Landowners have benefited directly from soil conservation practices made possible with cost-share funds provided by the sales tax. More than 125 million tons of soil have been saved on 1.2 million acres of cropland. All Missourians have benefited from the improvements to water quality resulting from reduced siltation in rivers and lakes and lower pesticide levels.
If Amendment 8 passes on November 5, soil conservation programs will focus attention on the problem of non-point source pollution and increased protection for Missouri watersheds - a concern identified by 80 percent of Missourians asked to name the greatest threat to our state's environment.
Since 1984, the number of visitors to Missouri State Parks and Historic Sites has jumped 77 percent. Nearly two thirds of visitors are from urban areas. What visitors find (and what they return for) are attractive, well-maintained recreation areas that offer low-cost fun in the outdoors.
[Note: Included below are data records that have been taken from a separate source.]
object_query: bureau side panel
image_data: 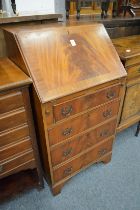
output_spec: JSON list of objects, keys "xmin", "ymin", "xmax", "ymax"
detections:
[
  {"xmin": 22, "ymin": 87, "xmax": 43, "ymax": 186},
  {"xmin": 32, "ymin": 89, "xmax": 52, "ymax": 182}
]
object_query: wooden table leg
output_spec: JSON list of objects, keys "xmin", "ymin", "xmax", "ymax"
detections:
[
  {"xmin": 101, "ymin": 1, "xmax": 110, "ymax": 18},
  {"xmin": 123, "ymin": 0, "xmax": 136, "ymax": 17},
  {"xmin": 65, "ymin": 0, "xmax": 70, "ymax": 19},
  {"xmin": 0, "ymin": 0, "xmax": 2, "ymax": 13},
  {"xmin": 76, "ymin": 0, "xmax": 81, "ymax": 19}
]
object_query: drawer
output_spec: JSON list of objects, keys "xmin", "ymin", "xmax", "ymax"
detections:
[
  {"xmin": 127, "ymin": 64, "xmax": 140, "ymax": 80},
  {"xmin": 0, "ymin": 90, "xmax": 24, "ymax": 115},
  {"xmin": 48, "ymin": 100, "xmax": 120, "ymax": 145},
  {"xmin": 0, "ymin": 108, "xmax": 27, "ymax": 132},
  {"xmin": 53, "ymin": 84, "xmax": 120, "ymax": 122},
  {"xmin": 53, "ymin": 137, "xmax": 113, "ymax": 183},
  {"xmin": 125, "ymin": 55, "xmax": 140, "ymax": 67},
  {"xmin": 51, "ymin": 119, "xmax": 116, "ymax": 166},
  {"xmin": 0, "ymin": 137, "xmax": 32, "ymax": 162},
  {"xmin": 0, "ymin": 150, "xmax": 35, "ymax": 179},
  {"xmin": 0, "ymin": 124, "xmax": 29, "ymax": 148}
]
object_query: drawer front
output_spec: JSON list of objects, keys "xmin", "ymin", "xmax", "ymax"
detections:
[
  {"xmin": 48, "ymin": 100, "xmax": 119, "ymax": 146},
  {"xmin": 0, "ymin": 138, "xmax": 32, "ymax": 161},
  {"xmin": 0, "ymin": 90, "xmax": 24, "ymax": 115},
  {"xmin": 53, "ymin": 84, "xmax": 120, "ymax": 122},
  {"xmin": 125, "ymin": 56, "xmax": 140, "ymax": 67},
  {"xmin": 51, "ymin": 119, "xmax": 116, "ymax": 166},
  {"xmin": 0, "ymin": 150, "xmax": 35, "ymax": 179},
  {"xmin": 53, "ymin": 138, "xmax": 113, "ymax": 183},
  {"xmin": 0, "ymin": 108, "xmax": 27, "ymax": 132},
  {"xmin": 0, "ymin": 124, "xmax": 29, "ymax": 147},
  {"xmin": 127, "ymin": 64, "xmax": 140, "ymax": 80}
]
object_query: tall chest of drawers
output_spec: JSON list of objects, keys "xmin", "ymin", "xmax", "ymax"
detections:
[
  {"xmin": 112, "ymin": 35, "xmax": 140, "ymax": 132},
  {"xmin": 3, "ymin": 24, "xmax": 126, "ymax": 195},
  {"xmin": 0, "ymin": 58, "xmax": 43, "ymax": 187}
]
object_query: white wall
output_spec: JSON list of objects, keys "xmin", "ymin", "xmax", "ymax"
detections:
[
  {"xmin": 16, "ymin": 0, "xmax": 55, "ymax": 13},
  {"xmin": 3, "ymin": 0, "xmax": 66, "ymax": 18},
  {"xmin": 54, "ymin": 0, "xmax": 65, "ymax": 20},
  {"xmin": 3, "ymin": 0, "xmax": 55, "ymax": 14}
]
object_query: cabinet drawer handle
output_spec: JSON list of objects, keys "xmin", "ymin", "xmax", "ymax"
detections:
[
  {"xmin": 63, "ymin": 147, "xmax": 73, "ymax": 157},
  {"xmin": 0, "ymin": 165, "xmax": 3, "ymax": 173},
  {"xmin": 103, "ymin": 109, "xmax": 112, "ymax": 118},
  {"xmin": 64, "ymin": 167, "xmax": 73, "ymax": 175},
  {"xmin": 106, "ymin": 91, "xmax": 116, "ymax": 99},
  {"xmin": 62, "ymin": 128, "xmax": 73, "ymax": 136},
  {"xmin": 100, "ymin": 130, "xmax": 110, "ymax": 137},
  {"xmin": 61, "ymin": 105, "xmax": 73, "ymax": 117},
  {"xmin": 98, "ymin": 149, "xmax": 108, "ymax": 157}
]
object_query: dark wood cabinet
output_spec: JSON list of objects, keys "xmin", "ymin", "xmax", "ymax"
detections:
[{"xmin": 0, "ymin": 58, "xmax": 43, "ymax": 187}]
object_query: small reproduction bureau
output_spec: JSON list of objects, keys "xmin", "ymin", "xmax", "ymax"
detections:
[
  {"xmin": 0, "ymin": 58, "xmax": 43, "ymax": 187},
  {"xmin": 112, "ymin": 35, "xmax": 140, "ymax": 132},
  {"xmin": 3, "ymin": 24, "xmax": 126, "ymax": 195}
]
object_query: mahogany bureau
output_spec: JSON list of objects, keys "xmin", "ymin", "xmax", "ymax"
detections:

Funds from the one-tenth cent sales tax have improved campgrounds in 35 state parks, built cabins and other facilities and added several new parks and lands. One such site of statewide significance is Illiniwek Village, Missouri's only area showing evidence of occupation by the Illinois Indians.
The sales tax currently yields about $57 million per year, divided equally between State Parks and soil conservation. Each Missourian pays about $10 in taxes to support these programs. Yet $10 spent by each Missourian alone will not provide the benefits of Amendment 8.
By combining our dollars, we can continue to lead the nation in protecting our soil resources, water quality and State Parks. We can continue to be the conservation state.